Welcome 2017, and already you’re starting to look like a mirror image of 2016. This makes me sad.

I have reached about the end of my ability to deal with 2016, and if 2017 is just going to be 2016 part two, Imma hafta redefine my coping strategies.

The first thing I am planning on doing is making my Internet usage about what interests me and what I enjoy instead of about social media. I really preferred my Internet usage before the advent of Facebook. Facebook has not been beneficial. Blogging is dead, and the social media that has replaced it is vacuous and angry. I just don’t have enough life left to be involved in that. I have “broken up” with Facebook in the past, but it’s really hard it to end that relationship. It has definitely replaced almost all forms of social communication. If it isn’t Facebook, it’s snapchat, or instagram, or whatever the new thing is.

I feel like a decade of my attention has been swallowed by social media. It didn’t enhance my creativity. It didn’t improve my relationships. Hell, it did not even leave me a blog full of naval staring and the occasional decent piece of creative nonfiction. I started participating in Facebook in 2007, and I looked back at my initial posts; they were generally just little funny one-liners. At some point it became about sharing funny things that other people had shared with me. And then politics happened.

Politics is probably when it all went to hell. It was a fucking train wreck, and I could not look away.

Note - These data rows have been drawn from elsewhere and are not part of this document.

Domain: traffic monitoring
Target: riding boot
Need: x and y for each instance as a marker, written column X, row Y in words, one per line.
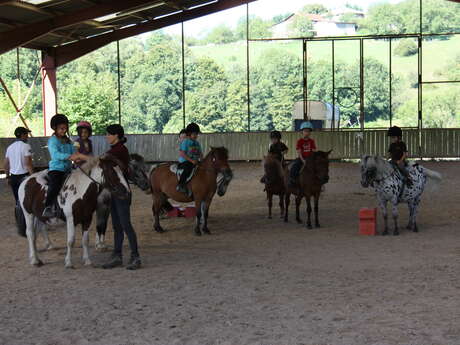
column 115, row 261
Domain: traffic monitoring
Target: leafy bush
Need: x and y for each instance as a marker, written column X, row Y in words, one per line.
column 406, row 47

Well, I don’t wanna play anymore.

As I said, it’s hard to break up with Facebook. At this particular point in time, I’m limiting myself to looking at it for about half hour every couple of days, mostly to see if there’s any news with friends and family, or if there is any events that I want to attend that have been announced on Facebook and no place else. Over time, I hope to develop a strategy for my news feed that works for me, instead of sucking away huge portions of my life and energy and interests. That is what Facebook is designed to do, after all. Oh, they don’t see it that way. It’s supposed to keep you in touch with your family and friends, and if they push a few products into the experience, what’s the harm? Whatever its wonderful intentions in its early stages, it’s now just another marketing tool. Like all marketing tools, it is supposed to manipulate you, and I just don’t want to be manipulated anymore. I’m done being used. I’m done with being used by giant corporations that want to sell me crap, and I’m done with political organizations that want to sell me outrage.

So, when I think about what interests me about the Internet, I find myself dragged back all the way to the activities I pursued in my earlier usage. I like blogging. And yeah, blogging is dead, nobody’s gonna hear this, blahdy blahdy blah blah blah, but that is okay. A decided advantage of this is that when I express my political opinions, nobody’s going to argue with me. I enjoy political discourse, but at this point in time, there’s no discourse, there is only a conversational equivalent of the battle of Verdun.